One issue not covered by PDR in their opening brief, but which we think is important to understand as context for this case, is a bit of a history lesson.  The Hobbs Act, currently codified at 28 U.S.C. § 2342, was originally adopted in 1946, just twelve years after Congress adopted the Communications Act of 1934, the federal law that sought to ensure that the telephone was a universally-available utility in the United States.  In 1946, there was essentially a monopoly on interstate telecommunications services, and AT&T was the monopolist.  AT&T and similarly-situated, highly-regulated telecommunications providers had lawyers and regulatory consultants that constantly monitored all developments at the FCC and could be expected to challenge agency over-reach. Those heavily-regulated carriers were also generally able to recover the expenses associated with having these lawyers and lobbyists on hand through their federally-regulated rate base.  Thus, the Hobbs Act made sense when applied to the FCC of 1946.

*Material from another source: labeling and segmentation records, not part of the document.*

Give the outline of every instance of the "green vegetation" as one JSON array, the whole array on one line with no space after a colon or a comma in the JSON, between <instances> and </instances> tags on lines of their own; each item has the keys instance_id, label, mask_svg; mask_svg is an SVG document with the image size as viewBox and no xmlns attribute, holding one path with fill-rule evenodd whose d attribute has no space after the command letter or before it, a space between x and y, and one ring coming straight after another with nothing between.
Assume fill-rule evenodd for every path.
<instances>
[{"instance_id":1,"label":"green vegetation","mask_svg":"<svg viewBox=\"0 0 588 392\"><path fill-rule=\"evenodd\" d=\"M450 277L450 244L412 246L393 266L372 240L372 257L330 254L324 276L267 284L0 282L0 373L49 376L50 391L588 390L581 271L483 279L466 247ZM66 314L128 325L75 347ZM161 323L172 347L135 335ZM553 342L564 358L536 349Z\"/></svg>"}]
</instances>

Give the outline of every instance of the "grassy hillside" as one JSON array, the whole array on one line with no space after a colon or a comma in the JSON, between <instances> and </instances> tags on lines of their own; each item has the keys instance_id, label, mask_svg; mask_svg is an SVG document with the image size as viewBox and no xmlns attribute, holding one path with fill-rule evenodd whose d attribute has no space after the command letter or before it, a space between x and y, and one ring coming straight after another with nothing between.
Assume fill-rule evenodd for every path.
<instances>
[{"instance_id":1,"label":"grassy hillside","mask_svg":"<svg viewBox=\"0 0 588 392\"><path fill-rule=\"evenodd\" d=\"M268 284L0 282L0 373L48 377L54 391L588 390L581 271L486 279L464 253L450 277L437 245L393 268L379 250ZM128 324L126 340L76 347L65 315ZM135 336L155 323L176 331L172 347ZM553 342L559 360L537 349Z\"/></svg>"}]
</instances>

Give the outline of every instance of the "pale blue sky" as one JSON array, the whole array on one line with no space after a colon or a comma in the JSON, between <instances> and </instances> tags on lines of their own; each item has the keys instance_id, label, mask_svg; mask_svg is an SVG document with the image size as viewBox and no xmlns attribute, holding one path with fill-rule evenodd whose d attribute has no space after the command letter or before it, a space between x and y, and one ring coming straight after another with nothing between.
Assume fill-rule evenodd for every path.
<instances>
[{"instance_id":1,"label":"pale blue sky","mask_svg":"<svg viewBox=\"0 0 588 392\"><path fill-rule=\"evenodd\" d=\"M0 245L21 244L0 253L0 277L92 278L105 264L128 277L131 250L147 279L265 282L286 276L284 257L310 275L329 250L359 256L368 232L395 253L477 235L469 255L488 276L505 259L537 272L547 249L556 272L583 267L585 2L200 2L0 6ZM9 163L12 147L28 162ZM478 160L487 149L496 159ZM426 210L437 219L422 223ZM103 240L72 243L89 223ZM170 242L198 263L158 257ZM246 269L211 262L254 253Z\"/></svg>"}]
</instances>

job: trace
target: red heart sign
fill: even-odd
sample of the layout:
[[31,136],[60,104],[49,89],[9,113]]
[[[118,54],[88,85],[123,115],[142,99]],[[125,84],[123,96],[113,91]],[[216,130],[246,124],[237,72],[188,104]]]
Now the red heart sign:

The TCPA, adopted in 1991, dramatically expanded the role of the FCC.  It inserted the FCC into regulating the telecommunications practices of companies, big and small, across the country, not simply heavily-regulated carriers like AT&T.  A narrow interpretation of the Hobbs Act that requires companies to challenge all FCC TCPA rules and orders within 60-days simply does not make sense in this context.  It is not possible for companies to identify and predict every issue that may arise from an FCC order interpreting the TCPA.  For this reason, we hope that PDR’s arguments persuade the Supreme Court that the Fourth Circuit’s interpretation of the Hobbs Act requires reversal.